The asset class is again witnessing increasing transactions as sentiment improves among property investors, who are taking advantage of the extra stamp duty on non-residential transactions that was eliminated in November. Another property agency said on Wednesday that sales of car parking bays jumped 18 per cent month on month in May.
For flats ranging from 4,200 sq ft to 4,600 sq ft each, costing between HK$400 million and HK$600 million each at Mount Nicholson, the agent said that the owners spending around HK$10 million for a parking spot was not a big deal.
“What concerns them most is that they need space to park their cars and not the money. They have bought it for their own use and not as an investment,” the agent said.
One owner, who did not want to be named amid concerns for his safety, told the South China Morning Post that he paid more than HK$36 million for four parking bays last month, each costing over HK$9 million. He said the developers’ starting price was HK$8.8 million per spot.
He said each flat owner had the right to buy 1.5 parking spots. As he owned three flats, he said he was able to buy four parking spots, adding that one his neighbours bought six as she owned four flats.
All the transactions for the parking spaces were conducted last month, the source said.
Stewart Leung, chairman of Wheelock Properties, the sales agent of Mount Nicholson, said the prices of the parking spaces were in line with the market.
“We consulted the owners before finalising the estimated value for the parking bays,” he said. He declined to disclose the selling prices.

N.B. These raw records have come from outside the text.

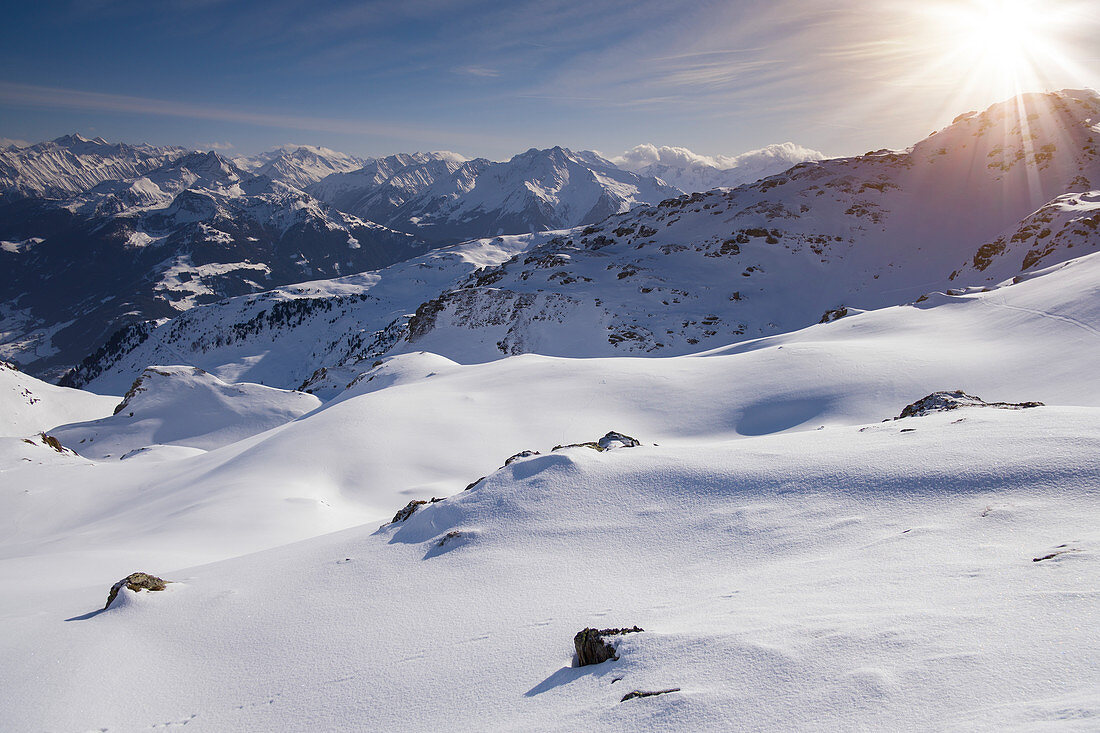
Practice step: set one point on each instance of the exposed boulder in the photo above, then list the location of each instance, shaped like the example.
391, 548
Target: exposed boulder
135, 581
938, 402
523, 453
647, 693
835, 314
592, 648
613, 439
409, 509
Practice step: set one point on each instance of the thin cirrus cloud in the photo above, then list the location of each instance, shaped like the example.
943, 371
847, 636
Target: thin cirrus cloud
479, 70
51, 97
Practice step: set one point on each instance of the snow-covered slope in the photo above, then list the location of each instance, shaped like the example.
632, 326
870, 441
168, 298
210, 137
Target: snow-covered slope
29, 405
311, 335
72, 164
821, 241
931, 572
691, 172
815, 242
444, 198
195, 230
419, 425
383, 185
307, 164
187, 407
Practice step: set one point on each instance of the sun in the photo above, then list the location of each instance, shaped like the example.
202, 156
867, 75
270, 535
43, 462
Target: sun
996, 48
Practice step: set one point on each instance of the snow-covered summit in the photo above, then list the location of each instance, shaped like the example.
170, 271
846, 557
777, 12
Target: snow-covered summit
692, 172
73, 163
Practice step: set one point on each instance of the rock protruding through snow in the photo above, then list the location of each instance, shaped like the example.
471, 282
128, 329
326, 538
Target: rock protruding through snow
938, 402
593, 648
613, 439
135, 581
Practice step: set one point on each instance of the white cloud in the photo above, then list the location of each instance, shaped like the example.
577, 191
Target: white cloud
477, 70
647, 154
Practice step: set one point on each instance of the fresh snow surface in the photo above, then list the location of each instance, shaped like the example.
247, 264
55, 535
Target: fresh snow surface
184, 406
29, 405
796, 562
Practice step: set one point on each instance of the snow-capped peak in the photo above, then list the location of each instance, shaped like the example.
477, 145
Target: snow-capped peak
692, 172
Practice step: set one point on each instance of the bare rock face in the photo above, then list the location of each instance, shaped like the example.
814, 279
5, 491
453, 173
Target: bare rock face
135, 581
835, 314
938, 402
613, 439
592, 648
410, 509
521, 455
647, 693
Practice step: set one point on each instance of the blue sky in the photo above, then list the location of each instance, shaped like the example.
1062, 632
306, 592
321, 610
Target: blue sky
494, 78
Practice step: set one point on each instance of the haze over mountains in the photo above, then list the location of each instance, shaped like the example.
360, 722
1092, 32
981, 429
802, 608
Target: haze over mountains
964, 208
98, 237
825, 444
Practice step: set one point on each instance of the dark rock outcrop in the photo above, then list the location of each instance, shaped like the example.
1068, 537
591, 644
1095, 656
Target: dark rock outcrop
647, 693
409, 509
592, 648
938, 402
523, 453
135, 581
835, 314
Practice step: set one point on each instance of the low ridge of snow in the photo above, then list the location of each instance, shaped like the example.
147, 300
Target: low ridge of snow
29, 405
184, 406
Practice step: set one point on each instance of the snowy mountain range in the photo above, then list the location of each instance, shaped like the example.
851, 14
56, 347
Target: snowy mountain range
815, 452
195, 229
164, 229
817, 242
73, 164
691, 172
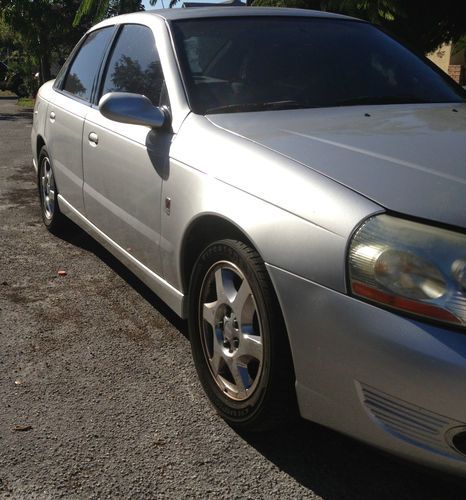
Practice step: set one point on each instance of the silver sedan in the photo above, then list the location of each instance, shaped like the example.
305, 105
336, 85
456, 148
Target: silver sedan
293, 183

Mount Nicholson sealed its reputation as the priciest address in Hong Kong, with the most expensive unit in Asia in 2017.
In November 2017, a buyer named Lin Zhong-min paid HK$1.16 billion for two units on the same day, according to Land Registry records. That buyer paid HK$560 million for a 4,242 sq ft four-bedroom unit, about HK$132,000 per square foot, on the 12th floor. On a square-footage basis, it is now the second most expensive residence in Asia. The same buyer also paid HK$600 million, or HK$131,000 per square foot, for a 4,579 sq ft unit on the same floor.
In February, a buyer named Yin Xi paid HK$459.4 million, or HK$136,000 per sq ft for a 3,378 sq ft apartment at CK Asset Holdings’ 21 Borrett Road luxury residential project in Mid-Levels, making it Asia’s most expensive apartment on a square foot basis.
Other flat owners at Mount Nicholson include Alice Ho Chiu-yan, daughter of the late Macau casino tycoon Stanley Ho Hung-sun, who paid HK$646 million for two adjoining units on the ninth floor. Sabrina Ho Chiu-yeng, her sister, bought two adjoining units on the 10th floor for HK$644.6 million in 2017.
Industry observers said that the supply of parking spaces in exclusive developments such as Mount Nicholson would be limited, as the price of land in Hong Kong’s most exclusive address has surged over the past 10 years because of low supply.
“If there is a demand for parking spaces, owners have to buy it from the developer, and they won’t sell it cheap,” property agent said.